Another point to notice in the given heatmaps is that some attention heads in layer 0 have a disproportionate effect on both entropy and LRR differences. This can be attributed in part to a later breakdown in transformer circuitry caused by ablation in early layers.

**A Non-Linear Relationship: **To better understand the effect of induction head ablations, an experiment was conducted to determine the change in LRR as the number of induction heads ablated increases. As seen in the figure below, the change in LRR peaks after ablating the top-4 induction heads and then subsequently decreases. A hypothesis as to why this may be happening is that successive ablation first increases local repetition, as expected, following which further ablation causes greater randomness in model output to an extent that there are no coherent patterns, including that of local repetition, observed.

*Number of Induction Heads Ablated vs.

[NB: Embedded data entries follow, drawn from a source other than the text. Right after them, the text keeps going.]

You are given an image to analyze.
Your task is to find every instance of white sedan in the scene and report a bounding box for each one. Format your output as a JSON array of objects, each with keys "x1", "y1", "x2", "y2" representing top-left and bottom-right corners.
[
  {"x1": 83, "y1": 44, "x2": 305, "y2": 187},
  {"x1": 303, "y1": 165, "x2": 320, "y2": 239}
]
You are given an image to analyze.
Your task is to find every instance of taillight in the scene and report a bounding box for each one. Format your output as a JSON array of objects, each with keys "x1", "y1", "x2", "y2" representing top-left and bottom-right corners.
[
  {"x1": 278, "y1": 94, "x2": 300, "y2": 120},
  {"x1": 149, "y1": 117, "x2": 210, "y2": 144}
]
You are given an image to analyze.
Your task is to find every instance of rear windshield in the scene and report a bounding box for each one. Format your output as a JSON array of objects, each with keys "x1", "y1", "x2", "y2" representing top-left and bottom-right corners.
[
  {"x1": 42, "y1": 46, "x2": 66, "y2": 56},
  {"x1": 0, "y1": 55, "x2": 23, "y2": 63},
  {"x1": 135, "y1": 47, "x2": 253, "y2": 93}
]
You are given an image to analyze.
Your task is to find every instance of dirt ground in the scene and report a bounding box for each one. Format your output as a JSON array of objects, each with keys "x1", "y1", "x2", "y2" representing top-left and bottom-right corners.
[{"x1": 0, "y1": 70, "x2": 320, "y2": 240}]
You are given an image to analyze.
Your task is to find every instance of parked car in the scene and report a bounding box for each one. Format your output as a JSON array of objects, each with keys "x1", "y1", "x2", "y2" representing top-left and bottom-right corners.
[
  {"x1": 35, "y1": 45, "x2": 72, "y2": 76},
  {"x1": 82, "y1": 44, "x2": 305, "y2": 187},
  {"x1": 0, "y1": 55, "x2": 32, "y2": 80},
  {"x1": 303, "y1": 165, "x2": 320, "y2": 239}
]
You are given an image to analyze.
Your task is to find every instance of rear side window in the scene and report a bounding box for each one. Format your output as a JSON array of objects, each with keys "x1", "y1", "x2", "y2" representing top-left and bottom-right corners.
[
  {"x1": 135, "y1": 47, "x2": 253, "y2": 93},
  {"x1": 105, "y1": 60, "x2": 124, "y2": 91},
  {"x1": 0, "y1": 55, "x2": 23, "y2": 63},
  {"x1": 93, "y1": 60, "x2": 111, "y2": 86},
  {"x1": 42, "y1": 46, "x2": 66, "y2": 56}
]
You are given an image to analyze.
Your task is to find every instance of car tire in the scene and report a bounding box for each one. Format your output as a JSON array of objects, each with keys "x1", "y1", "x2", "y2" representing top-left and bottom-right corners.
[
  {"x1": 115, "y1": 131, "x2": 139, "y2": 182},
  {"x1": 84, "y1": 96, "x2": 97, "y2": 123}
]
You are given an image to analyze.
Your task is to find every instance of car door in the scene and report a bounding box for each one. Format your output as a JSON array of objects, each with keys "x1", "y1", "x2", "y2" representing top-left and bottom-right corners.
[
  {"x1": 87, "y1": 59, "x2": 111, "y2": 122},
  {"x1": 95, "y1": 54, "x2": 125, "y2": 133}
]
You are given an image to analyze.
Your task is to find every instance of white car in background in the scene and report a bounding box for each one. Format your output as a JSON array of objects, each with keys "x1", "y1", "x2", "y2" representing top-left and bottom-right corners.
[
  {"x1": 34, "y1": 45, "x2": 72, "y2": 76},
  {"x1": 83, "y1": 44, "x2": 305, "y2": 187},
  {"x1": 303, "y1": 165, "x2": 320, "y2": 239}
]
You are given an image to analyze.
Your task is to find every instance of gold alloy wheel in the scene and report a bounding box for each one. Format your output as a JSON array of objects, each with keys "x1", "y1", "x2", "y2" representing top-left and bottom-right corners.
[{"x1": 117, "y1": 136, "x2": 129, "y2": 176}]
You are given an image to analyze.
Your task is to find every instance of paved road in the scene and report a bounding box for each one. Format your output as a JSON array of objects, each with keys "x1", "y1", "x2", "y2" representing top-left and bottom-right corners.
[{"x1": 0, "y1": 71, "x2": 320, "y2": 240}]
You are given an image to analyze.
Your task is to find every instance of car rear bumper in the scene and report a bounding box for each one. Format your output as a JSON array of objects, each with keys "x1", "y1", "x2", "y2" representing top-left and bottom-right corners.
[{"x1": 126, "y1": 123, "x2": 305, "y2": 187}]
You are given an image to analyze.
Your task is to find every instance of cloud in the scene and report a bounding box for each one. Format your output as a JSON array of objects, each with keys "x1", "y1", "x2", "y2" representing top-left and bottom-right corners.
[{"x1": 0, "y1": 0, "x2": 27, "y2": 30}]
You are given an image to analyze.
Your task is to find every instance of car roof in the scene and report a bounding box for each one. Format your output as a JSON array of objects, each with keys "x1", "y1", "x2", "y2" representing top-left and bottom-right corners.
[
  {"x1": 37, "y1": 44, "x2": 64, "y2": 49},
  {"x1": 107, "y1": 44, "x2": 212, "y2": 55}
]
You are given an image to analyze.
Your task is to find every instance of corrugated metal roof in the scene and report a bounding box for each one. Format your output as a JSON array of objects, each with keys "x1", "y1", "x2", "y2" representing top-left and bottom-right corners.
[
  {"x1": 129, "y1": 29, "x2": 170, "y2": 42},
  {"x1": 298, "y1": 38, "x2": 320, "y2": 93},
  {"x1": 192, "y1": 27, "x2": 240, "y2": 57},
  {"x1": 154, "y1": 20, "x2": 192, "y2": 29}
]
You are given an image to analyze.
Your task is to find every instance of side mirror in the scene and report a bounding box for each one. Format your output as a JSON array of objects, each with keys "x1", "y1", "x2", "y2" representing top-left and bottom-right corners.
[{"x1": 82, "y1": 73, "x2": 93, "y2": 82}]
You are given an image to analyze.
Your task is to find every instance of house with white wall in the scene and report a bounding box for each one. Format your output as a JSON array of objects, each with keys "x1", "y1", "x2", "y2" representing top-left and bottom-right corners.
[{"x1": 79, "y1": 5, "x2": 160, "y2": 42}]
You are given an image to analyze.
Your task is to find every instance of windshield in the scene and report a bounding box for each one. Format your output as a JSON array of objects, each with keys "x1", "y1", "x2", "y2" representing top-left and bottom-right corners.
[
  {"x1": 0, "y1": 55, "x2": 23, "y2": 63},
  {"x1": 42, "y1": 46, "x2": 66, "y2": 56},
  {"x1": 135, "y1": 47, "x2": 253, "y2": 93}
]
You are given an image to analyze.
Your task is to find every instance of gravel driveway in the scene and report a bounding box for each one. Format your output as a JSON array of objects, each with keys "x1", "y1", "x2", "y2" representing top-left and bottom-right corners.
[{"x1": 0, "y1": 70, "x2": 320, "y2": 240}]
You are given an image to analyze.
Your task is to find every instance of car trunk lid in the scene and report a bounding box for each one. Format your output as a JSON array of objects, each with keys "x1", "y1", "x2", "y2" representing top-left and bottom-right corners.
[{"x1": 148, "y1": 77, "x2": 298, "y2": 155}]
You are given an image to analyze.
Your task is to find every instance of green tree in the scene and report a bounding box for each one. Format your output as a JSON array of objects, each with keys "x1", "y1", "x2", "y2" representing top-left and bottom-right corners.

Change in LRR*

**Generalizing Across Models: **All of the experiments performed thus far were performed on the [GPT-2 small](https://medium.com/data-science/how-to-interpret-gpt2-small-76e0536a588a) model, which contains 124 million parameters. To understand whether this hypothesis might generalize to larger language models, it was tested on the [GPT-2 medium ](https://huggingface.co/openai-community/gpt2-medium)model, which contains 355 million parameters. The mean LRR of this trial was less than the previous trials on GPT-2 Small; however, it remains statistically significant. This aligns with the expectation that as model size increases, the effect of individual mechanistic phenomena, while being present, will decrease in its effect.

**Conclusion:**

Overall, the study presents an interesting hypothesis on the behavior, which needs to be further investigated. Some areas of future explanation include trying to mechanistically determine the cause of the non-linear behaviors and determine whether it generalizes to other model behaviors beyond repetition. A way to go about this might involve attribution patching to determine the scores of various heads. This study also does not analyze the role of multi-layer perceptrons (MLPs) in the transformer circuit; it’s possible that they also play a role in causing local repetition, which needs to be investigated further. Future exploration might also retest the hypothesis on a larger sample of prompts and on a greater number of LLMs.